George now faces sentencing and a decision on what will happen to the mansion. Both will be up to the judge.
Her stake in the mansion could be forfeited. Sacco called her stake a small one, with her children formally owning the rest. The mansion suffers from maintenance problems, including a leaky roof, according to testimony.
With no money to fix the home after the collapse of the family’s hotel business, the home has also fallen far behind on property tax payments. As of last year, Saratoga County was owed more than $250,000.
George testified she went ahead and purchased the mansion after her husband’s death, using the $1 million she actually received from her husband’s life insurance policy and loans from friends, because she couldn’t bear leaving the place where her husband and eldest son last lived.
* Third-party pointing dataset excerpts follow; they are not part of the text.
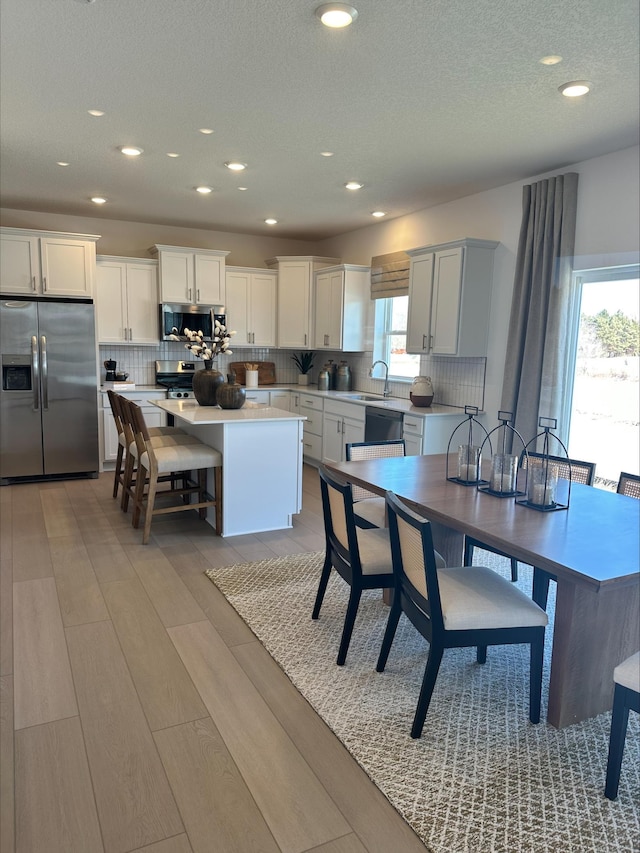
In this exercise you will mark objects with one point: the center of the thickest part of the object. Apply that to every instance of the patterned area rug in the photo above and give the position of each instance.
(481, 779)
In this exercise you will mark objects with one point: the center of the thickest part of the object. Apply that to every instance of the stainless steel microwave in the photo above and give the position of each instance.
(196, 318)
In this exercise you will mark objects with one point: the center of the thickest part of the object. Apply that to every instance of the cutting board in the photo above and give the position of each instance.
(266, 372)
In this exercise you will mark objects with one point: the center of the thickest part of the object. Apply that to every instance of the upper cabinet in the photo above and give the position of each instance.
(127, 300)
(251, 306)
(343, 308)
(450, 298)
(191, 276)
(46, 263)
(295, 298)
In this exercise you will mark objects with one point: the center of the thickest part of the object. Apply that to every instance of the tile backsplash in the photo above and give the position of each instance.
(456, 381)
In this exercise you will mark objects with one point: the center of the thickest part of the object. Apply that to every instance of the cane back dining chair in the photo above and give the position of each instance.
(369, 508)
(362, 557)
(455, 607)
(578, 472)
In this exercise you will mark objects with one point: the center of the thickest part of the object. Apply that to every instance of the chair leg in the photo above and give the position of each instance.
(322, 586)
(349, 621)
(536, 658)
(426, 691)
(389, 632)
(619, 720)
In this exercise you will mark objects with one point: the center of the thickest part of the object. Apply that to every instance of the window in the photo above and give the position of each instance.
(604, 405)
(391, 337)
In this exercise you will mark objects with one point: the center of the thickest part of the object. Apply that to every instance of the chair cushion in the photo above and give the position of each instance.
(183, 457)
(627, 673)
(375, 551)
(476, 597)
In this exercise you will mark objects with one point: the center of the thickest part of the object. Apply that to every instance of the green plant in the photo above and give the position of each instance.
(304, 361)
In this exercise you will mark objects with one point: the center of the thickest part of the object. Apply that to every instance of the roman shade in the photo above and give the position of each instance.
(390, 275)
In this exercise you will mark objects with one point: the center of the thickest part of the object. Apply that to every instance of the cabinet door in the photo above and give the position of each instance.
(176, 277)
(19, 264)
(209, 280)
(420, 288)
(262, 310)
(294, 291)
(67, 266)
(236, 306)
(445, 309)
(111, 317)
(142, 304)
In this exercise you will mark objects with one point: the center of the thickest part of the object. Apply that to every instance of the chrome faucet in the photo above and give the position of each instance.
(386, 391)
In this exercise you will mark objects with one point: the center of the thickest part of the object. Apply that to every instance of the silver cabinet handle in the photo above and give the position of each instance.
(45, 374)
(35, 372)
When she’s sentenced, George could receive as little as probation or house arrest. She is the sole caregiver to her remaining five children.
“The good thing about this is the judge was able to see Annie for who she is and not the reports, not through the eyes of the police or the government,” Sacco said. “She is a very good person. She takes care of her children. She works very hard and she’s been through a whole lot these last couple years.”
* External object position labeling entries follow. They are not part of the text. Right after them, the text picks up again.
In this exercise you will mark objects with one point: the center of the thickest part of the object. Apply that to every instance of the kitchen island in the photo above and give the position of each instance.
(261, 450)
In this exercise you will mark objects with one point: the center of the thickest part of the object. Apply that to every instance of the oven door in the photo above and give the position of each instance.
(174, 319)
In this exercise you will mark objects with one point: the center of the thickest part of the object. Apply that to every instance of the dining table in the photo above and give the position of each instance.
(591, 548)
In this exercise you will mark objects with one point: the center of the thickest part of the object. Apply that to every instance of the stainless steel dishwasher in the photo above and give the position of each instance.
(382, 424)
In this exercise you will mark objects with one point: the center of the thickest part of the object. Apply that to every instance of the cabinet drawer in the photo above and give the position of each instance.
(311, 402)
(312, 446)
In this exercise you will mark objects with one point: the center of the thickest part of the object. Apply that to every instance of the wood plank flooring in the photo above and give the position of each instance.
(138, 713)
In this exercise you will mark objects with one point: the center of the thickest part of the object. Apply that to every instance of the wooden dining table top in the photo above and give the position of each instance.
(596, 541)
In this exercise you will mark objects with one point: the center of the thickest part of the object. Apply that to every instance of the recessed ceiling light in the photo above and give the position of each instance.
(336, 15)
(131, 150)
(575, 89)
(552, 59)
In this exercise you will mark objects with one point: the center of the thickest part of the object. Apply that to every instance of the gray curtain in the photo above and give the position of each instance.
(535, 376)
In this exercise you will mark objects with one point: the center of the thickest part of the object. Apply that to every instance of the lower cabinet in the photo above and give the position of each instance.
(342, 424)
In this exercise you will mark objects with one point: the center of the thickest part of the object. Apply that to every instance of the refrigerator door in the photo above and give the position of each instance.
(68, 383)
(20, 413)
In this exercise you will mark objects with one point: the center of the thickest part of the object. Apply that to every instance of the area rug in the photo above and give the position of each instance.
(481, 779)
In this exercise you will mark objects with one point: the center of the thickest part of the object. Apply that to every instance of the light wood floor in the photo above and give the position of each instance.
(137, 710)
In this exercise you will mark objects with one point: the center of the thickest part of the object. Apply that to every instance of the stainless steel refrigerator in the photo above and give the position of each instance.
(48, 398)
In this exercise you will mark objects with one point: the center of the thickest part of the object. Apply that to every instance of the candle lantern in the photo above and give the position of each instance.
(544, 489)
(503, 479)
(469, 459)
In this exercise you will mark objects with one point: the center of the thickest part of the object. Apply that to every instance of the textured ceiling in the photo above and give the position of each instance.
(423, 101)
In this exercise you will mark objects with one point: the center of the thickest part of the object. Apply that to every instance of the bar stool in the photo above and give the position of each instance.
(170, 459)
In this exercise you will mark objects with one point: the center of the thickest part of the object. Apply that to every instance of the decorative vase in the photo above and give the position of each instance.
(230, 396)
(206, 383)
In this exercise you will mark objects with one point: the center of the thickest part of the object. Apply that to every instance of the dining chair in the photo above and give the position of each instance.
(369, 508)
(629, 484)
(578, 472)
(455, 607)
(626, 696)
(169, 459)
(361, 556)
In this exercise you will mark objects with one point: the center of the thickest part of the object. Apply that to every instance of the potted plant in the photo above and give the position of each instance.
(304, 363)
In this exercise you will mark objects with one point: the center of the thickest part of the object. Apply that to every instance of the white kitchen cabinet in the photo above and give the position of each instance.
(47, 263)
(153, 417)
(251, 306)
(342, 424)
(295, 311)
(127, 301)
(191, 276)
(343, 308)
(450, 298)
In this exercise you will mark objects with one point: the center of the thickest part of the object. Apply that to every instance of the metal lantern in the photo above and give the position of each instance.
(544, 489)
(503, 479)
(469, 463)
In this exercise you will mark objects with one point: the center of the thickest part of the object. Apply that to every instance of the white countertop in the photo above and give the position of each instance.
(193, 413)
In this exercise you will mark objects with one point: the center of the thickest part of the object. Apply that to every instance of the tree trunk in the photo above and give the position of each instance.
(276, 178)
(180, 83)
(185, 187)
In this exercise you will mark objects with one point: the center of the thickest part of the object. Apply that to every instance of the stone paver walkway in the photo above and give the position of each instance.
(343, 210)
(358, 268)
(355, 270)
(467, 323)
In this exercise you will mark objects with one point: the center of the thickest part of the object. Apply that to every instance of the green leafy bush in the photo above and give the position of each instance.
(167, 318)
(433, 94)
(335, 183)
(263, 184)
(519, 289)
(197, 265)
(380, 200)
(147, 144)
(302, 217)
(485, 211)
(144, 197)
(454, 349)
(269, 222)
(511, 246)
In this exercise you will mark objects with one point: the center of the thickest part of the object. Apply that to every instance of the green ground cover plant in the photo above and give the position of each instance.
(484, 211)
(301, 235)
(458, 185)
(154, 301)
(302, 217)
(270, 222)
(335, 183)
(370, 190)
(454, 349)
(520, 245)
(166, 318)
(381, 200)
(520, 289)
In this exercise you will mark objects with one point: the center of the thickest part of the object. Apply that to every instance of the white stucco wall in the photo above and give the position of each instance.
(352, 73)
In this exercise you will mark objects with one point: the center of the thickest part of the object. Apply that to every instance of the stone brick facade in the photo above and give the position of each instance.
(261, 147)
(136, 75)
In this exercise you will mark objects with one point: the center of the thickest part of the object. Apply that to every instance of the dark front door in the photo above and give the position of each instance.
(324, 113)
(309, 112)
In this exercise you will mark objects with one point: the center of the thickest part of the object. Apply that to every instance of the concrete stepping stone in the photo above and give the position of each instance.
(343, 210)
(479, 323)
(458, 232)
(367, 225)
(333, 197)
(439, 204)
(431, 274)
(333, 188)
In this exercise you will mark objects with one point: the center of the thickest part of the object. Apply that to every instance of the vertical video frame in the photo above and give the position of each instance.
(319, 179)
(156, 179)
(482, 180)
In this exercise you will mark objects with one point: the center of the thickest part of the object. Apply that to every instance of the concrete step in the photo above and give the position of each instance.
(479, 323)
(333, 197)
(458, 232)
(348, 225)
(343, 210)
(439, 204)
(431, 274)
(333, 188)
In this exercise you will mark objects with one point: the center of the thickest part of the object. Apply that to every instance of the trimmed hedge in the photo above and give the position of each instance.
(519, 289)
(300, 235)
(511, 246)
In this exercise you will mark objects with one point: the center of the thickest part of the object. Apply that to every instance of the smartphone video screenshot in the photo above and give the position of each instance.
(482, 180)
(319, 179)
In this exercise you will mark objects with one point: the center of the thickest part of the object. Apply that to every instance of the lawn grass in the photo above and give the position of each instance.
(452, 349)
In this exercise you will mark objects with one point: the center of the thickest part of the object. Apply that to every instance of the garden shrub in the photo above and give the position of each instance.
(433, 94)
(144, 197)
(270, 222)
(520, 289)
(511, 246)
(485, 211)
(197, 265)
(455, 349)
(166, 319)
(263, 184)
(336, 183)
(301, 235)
What will happen to Mathai now is unclear. She originally came to the United States in 1998 to work for a United Nations family. When she left that employment and settled with the Georges, she became an illegal immigrant.
Prosecutors indicated she was only allowed to remain in the country for the legal proceedings. The defense contended she made the allegations to be allowed to stay under a special human trafficking victim provision. There was no testimony, however, of any actual attempts to get her to remain beyond what was needed for the criminal case.
As for George, Sacco emphasized that the jury found no financial gain, no working relationship between George and Mathai.
“She’s devastated,” Sacco said of his client. “You have to understand this been going on for 18 months. She’s taking care of five children, she’s trying to run a business that’s not in very good financial shape, she’s been ridiculed and accused repeatedly, by not only the prosecution, but the press. For any person that’s a tremendous amount of stress. Many people wouldn’t hold up under this. She’s strong and I’m sure in the end, after some time, she’ll be fine.”